Cape Town – Lower-order all-rounders Ryan McLaren and Wayne
Parnell look increasingly tenuous as World Cup 2015 options for South Africa.
At best, the pair may now be fighting for one berth in the
squad for the global tournament from mid-February although neither, in truth,
advanced his claims for a passage there during the just completed 4-1 ODI
series hammering at the hands of Australia on some of the very terrain that
will stage CWC contests.
Although they made heavy weather of chasing down their
target in the final fixture at the Sydney Cricket Ground on Sunday, the Aussies
at one stage looked like romping to victory and the five-match combat will have
left the Proteas’ brains trust with plenty of thinking to do.

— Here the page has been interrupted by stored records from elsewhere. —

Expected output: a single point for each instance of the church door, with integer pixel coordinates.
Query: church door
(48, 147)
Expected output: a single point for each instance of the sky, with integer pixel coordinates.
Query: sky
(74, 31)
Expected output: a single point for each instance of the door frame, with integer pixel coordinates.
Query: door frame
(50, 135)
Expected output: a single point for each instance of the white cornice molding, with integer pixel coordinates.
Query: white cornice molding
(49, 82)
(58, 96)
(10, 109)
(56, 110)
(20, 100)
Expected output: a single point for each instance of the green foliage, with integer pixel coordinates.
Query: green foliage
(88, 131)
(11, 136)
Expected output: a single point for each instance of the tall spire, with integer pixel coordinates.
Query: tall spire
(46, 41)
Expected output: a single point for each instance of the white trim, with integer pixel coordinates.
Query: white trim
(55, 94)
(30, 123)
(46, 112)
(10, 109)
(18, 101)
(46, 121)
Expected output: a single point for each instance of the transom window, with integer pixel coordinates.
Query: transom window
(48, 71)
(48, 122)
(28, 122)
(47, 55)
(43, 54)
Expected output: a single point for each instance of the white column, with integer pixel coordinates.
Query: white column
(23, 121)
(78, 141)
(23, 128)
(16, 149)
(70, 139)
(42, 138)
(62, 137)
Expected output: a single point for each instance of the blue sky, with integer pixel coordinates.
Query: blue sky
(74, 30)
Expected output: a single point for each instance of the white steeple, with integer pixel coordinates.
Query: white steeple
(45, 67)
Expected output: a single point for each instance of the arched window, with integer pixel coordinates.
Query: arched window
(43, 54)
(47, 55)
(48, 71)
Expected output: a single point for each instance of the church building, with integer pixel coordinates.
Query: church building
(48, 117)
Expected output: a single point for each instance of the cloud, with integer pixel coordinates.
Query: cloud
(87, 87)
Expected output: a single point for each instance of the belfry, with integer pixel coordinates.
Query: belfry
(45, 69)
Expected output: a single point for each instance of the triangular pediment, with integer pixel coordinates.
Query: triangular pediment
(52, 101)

Many experts and enthusiasts back home had initially fancied
AB de Villiers’s side to win the series, so the eventual outcome was something
of a wake-up call as Australia slipped happily into top spot on the ODI
rankings and SA were left in third, also behind India.
One silver lining was that several of the matches were
closely-contested for the most part, so the Proteas should remain a fair enough
bet for elusive World Cup honours, despite the historical jinx that still
It was also true that they played the entire series without key
middle-order batting factor and off-spinner JP Duminy and also came within a
fight-back whisker of pinching the last game at the SCG without the services of
rampantly in-form skipper De Villiers.
Then again, Australia played the lion’s share of the
itinerary minus such figures as Michael Clarke and Mitchell Johnson, so they
similarly didn’t have their maximum-strength arsenal a lot of the time.
It was a series in which really only one South African, the
world’s top-ranked ODI batsman De Villiers, consistently sparkled individually
– 271 runs in four games at an average of 67.75 – and that went some way to
explaining the Proteas’ woes.
No compatriot came close to him for batting excellence
statistically, although it was encouraging that in creeping up to second on the
averages (177 runs at 35.40), young Quinton de Kock registered progressively
bigger scores with just about every game and it culminated in a maiden century
for him Down Under in Sunday’s dead rubber nail-biter.
He is clearly a suitably fast learner about Australasian
conditions and it could stand him in good stead for a productive World Cup.
Speaking of the global get-together, the Proteas may
reasonably expect better showings there than in the latest series from staple
figures like Hashim Amla (series average 31.20) and particularly Faf du
Plessis, whose highest score was 31 and average ended as low as 19.40.
On a more positive note, accomplished knocks in the fifth
ODI from both Farhaan Behardien (a breath of fresh air for aggression in the
closing overs) and Rilee Rossouw saw them mount timely charges for CWC spots –
they may still hope to nail down things in the looming home series against West
South Africa’s bowling averages from this series looked
pretty humdrum collectively, with Vernon Philander topping them for his six
wickets at 21.83 and respectable economy of 4.51 in three outings.
Though imperfect at times himself, Kyle Abbott probably
slightly advanced his claims for an ongoing seam bowling berth in two steady
appearances – he looks the Proteas’ coolest head for important “death” duty.
Morne Morkel was typically, frustratingly enigmatic in this
series, following up a career-best 5/21 in the second WACA game with greatly
less impressive figures of 2/84 and 2/69 in two further matches.
But perhaps the two biggest losers in the series were really
the bowling all-rounders, McLaren and Parnell, who frankly lacked X-factor
either with the ball or bat, even if opportunities at the latter trade were
often more limited for them.
It is not as though they are finding their feet at this
level, as they sport almost 100 ODI caps now between them, but just seem to
have flat-lined of late in the national strip.
McLaren, especially, has gone seriously off the boil at a
bad time, after looking so integral to the 50-overs side several months back:
in the Aussie series he registered unflattering figures of 1/166 in 26 overs at
an economy rate of well over six runs to the over and he was also expensive in
one ODI bowl during the New Zealand mini-series immediately preceding this one.
That is a concern given that the World Cup is staged jointly
by those very two countries.
If South Africa decide from here to assemble a side
comprising best possible specialist batsmen and then take a not dissimilar
approach to bowling strategy, then both these currently “bitty” and tentative
yet supposedly versatile customers may well be endangered.
Parnell and McLaren had better hope like hell that they get
opportunities against the Caribbean visitors in the next few weeks to lift
their performance curves decisively ... or both might miss the flight back
across the Indian Ocean in late summer, even if you suspect there may still be
one ticket to wrestle for between them.